L’autre polémique est venue d’un confidentiel du Point sur Le Figaro. L’hebdo assurait qu’au mois de novembre les ventes par tiers du Figaro avait dépassé les ventes au numéro. Ce qui n’était pas tout à fait exact. Les ventes par tiers atteignaient 97 960 exemplaires et les ventes au numéro 101 911 exemplaires. Par contre, si l’on ajoute aux VPT la « diffusion non payée », c’est-à-dire ne correspondant pas aux critères de la ventes par tiers, alors l’information se révèle exacte. La diffusion gracieuse ou par tiers du Figaro a effectivement dépassé la vente au numéro au mois de novembre. « Cette argumentation est un peu fallacieuse, conteste Etienne Mougeotte, directeur de la rédaction du Figaro, car elle laisse croire que les exemplaires vendus aux compagnies aériennes sont gratuits. C’est faux. Aucun exemplaire du Figaro n’est gratuit ! Mieux, nos ventes aux tiers sont rentables ! ».

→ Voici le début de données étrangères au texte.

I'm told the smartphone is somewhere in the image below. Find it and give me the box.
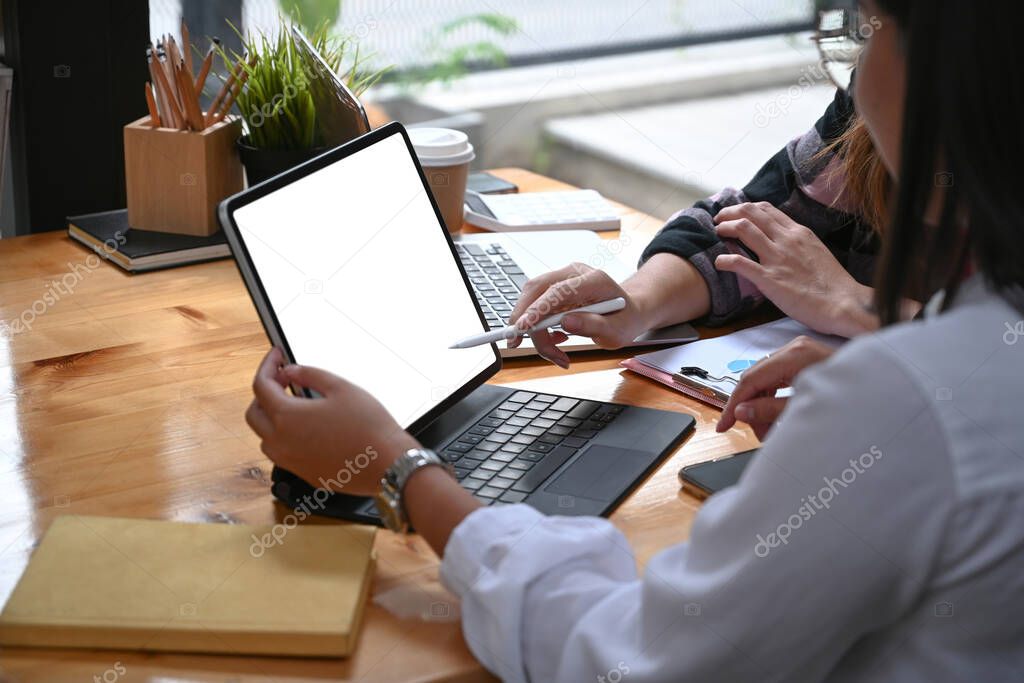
[679,449,759,499]
[466,172,519,195]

C’est justement là, le cœur du problème. Dans quelle mesure ces exemplaires sont-ils réellement payés ? S’il est normal de faire une ristourne quand un client achète une grosse quantité, de combien est-elle exactement sur les 1,30 € affichés (prix moyen d’un quotidien) ?
« C’est effectivement là que le bât blesse », note un expert du secteur. « Si les exemplaires sont bel et bien facturés à 50% du prix aux compagnies aériennes par exemple, celles-ci prélèvent en plus des frais de mise à bord et de prise en charge qui font considérablement baisser ce pourcentage ». Ainsi, selon différentes sources, les exemplaires seraient effectivement cédés pour une somme variant entre 8 et 20 centimes sur 1,30 €. Dans d’autres réseaux, il est clair que les titres sont cédés gratuitement. Notamment au sein des grandes écoles où l’on confirme que les journaux ne sont pas achetés. Ainsi, une partie non négligeable de la presse, notamment quotidienne, est cédée à titre gratuit ou quasi-gratuit. « Les éditeurs tentent de se rembourser par la publicité », explique Nathalie Godinot, directrice de l’expertise presse chez Reload.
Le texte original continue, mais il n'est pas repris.